Giant Geyser, Yellowstone National Park

In the midst of a whirlpool of steam the water rises in a boiling flood. Suddenly the geyser musters all its force: there is a loud explosion, and a column of water six meters in diameter spouts upward to the height of sixty meters, and falls again in steaming showers after having expanded in the shape of an immense sheaf crowned with white vapor. This formidable outburst lasts only a few moments. Soon the liquid sheaf sinks; the water in the basin retires, to be swallowed up in the depths of the crater, and is replaced by a column of steam, furious and roaring, which spouts upward with thunderous reverberations and, in its indomitable force, hurls aloft huge masses of rock that have fallen into the crater, or breaks them into tiny bits. The whole neighborhood is veiled in these dense eddies of steam. Finally calm is restored and the fury of the geyser abates, but only to burst forth again later and repeat the same program."

"That must be terrible and beautiful at the same time," commented Emile. "No doubt you look at this furious fountain from a long distance, so as not to be struck on the back by boiling showers."

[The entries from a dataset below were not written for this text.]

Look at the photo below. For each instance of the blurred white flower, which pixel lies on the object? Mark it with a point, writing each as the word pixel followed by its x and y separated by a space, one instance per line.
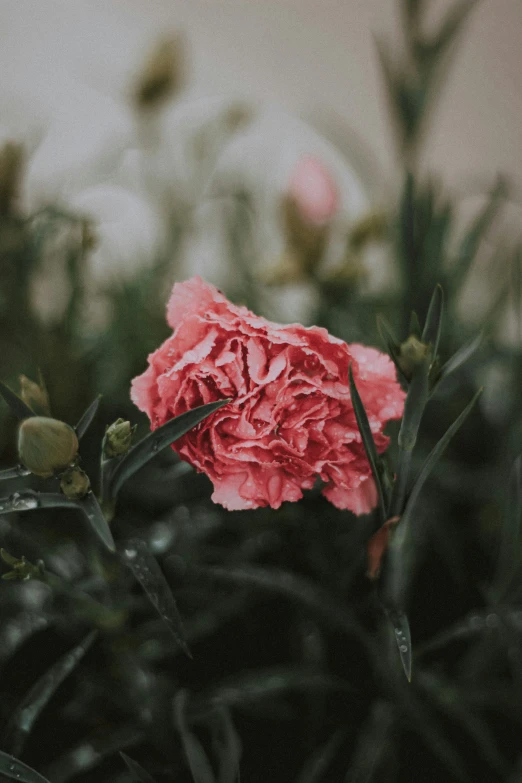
pixel 128 232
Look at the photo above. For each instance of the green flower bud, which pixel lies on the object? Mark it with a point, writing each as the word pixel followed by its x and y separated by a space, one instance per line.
pixel 46 445
pixel 411 353
pixel 118 438
pixel 75 483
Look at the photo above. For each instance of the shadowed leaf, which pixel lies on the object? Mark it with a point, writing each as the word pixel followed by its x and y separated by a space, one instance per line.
pixel 16 404
pixel 431 461
pixel 14 769
pixel 25 715
pixel 87 417
pixel 317 765
pixel 401 629
pixel 164 436
pixel 390 343
pixel 368 442
pixel 433 324
pixel 471 242
pixel 148 573
pixel 198 762
pixel 17 472
pixel 137 770
pixel 92 510
pixel 462 355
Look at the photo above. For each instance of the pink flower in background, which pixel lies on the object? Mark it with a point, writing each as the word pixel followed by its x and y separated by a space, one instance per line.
pixel 314 191
pixel 290 420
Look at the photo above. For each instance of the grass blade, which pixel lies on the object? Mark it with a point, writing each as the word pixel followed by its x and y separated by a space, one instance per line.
pixel 196 757
pixel 17 472
pixel 137 770
pixel 462 355
pixel 14 769
pixel 96 519
pixel 147 448
pixel 87 417
pixel 17 405
pixel 433 324
pixel 368 442
pixel 148 573
pixel 27 713
pixel 432 459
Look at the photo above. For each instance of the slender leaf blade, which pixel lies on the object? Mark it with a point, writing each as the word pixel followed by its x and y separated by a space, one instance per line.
pixel 148 573
pixel 164 436
pixel 96 519
pixel 18 407
pixel 14 769
pixel 25 715
pixel 433 324
pixel 197 758
pixel 368 442
pixel 87 417
pixel 462 355
pixel 433 458
pixel 137 770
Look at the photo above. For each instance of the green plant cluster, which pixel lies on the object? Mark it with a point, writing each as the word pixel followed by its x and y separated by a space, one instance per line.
pixel 149 635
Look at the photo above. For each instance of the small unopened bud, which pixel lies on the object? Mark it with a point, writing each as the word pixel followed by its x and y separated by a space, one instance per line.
pixel 46 445
pixel 163 75
pixel 35 395
pixel 118 438
pixel 75 483
pixel 411 353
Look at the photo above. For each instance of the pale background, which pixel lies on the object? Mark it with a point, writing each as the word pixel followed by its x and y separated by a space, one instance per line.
pixel 71 63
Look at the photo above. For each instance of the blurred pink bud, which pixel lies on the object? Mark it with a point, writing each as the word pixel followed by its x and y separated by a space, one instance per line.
pixel 313 189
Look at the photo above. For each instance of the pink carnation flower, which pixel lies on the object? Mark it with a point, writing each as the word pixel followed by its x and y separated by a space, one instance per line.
pixel 314 191
pixel 290 420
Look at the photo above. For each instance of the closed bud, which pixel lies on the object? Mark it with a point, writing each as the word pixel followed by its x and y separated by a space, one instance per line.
pixel 46 445
pixel 411 353
pixel 118 438
pixel 75 483
pixel 35 395
pixel 164 74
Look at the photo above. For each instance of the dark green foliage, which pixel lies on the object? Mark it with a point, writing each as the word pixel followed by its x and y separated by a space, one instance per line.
pixel 298 658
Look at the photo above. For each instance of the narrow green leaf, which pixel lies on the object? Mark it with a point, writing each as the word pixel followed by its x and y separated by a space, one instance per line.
pixel 462 355
pixel 450 27
pixel 317 764
pixel 228 747
pixel 415 325
pixel 473 237
pixel 390 343
pixel 25 715
pixel 368 442
pixel 198 762
pixel 261 685
pixel 296 588
pixel 401 629
pixel 137 770
pixel 148 573
pixel 96 519
pixel 164 436
pixel 14 769
pixel 17 405
pixel 431 461
pixel 451 701
pixel 414 406
pixel 510 548
pixel 372 744
pixel 17 472
pixel 87 417
pixel 433 324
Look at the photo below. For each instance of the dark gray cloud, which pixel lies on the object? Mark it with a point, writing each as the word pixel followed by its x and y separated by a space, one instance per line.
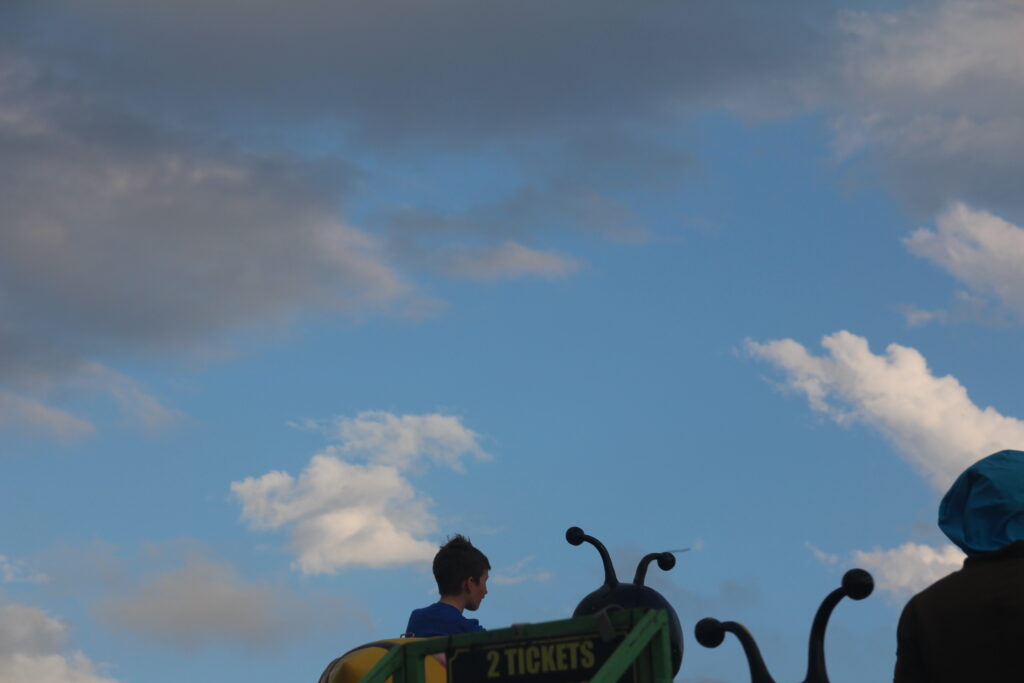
pixel 932 94
pixel 181 595
pixel 206 602
pixel 121 233
pixel 448 71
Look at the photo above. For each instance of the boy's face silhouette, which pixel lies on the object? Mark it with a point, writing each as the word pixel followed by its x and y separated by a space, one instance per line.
pixel 474 590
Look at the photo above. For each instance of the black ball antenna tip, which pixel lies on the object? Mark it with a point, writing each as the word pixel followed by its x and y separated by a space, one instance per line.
pixel 666 561
pixel 710 632
pixel 857 584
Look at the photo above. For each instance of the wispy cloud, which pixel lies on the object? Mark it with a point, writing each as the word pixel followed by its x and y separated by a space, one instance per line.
pixel 979 249
pixel 343 514
pixel 930 420
pixel 903 570
pixel 32 648
pixel 508 260
pixel 34 417
pixel 519 573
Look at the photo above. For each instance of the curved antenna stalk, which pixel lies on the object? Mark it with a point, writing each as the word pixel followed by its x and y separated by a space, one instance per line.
pixel 665 562
pixel 710 633
pixel 857 585
pixel 576 537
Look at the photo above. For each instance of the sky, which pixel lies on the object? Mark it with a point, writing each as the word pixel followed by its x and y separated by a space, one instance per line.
pixel 292 292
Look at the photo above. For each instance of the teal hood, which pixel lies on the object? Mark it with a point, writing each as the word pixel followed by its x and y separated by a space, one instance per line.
pixel 984 509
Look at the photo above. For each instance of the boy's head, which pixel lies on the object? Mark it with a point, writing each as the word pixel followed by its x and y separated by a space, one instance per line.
pixel 460 568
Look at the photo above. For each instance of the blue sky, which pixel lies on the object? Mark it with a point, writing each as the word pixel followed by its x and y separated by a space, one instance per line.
pixel 289 295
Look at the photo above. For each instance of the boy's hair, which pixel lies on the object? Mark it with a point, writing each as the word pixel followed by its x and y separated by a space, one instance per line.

"What you have just told us, Uncle," said Jules, "shows plainly that there is great heat under ground."

"In admitting, as all these observations justify us in doing, that the subterranean temperature increases with the depth one degree for every thirty meters, it is estimated that at three kilometers or three quarters of a league down, the temperature must be that of boiling water, that is to say 100 degrees. Five leagues down, the heat is that of red-hot iron; at twelve leagues it is sufficient to melt all known substances. At a greater depth the temperature, apparently, is still higher. Accordingly we are to imagine the earth is formed of a globe of matter liquefied by fire and enveloped by a thin crust of solid material that is upborne by that central ocean of melted minerals."

"You say," said Claire, "a thin crust of solid material; and yet, according to the calculations you have just mentioned, the thickness of the solid material must be about twelve leagues. Under that would be the melted matter. It seems to me twelve leagues make a good thickness, and we have nothing to fear from the subterranean fire."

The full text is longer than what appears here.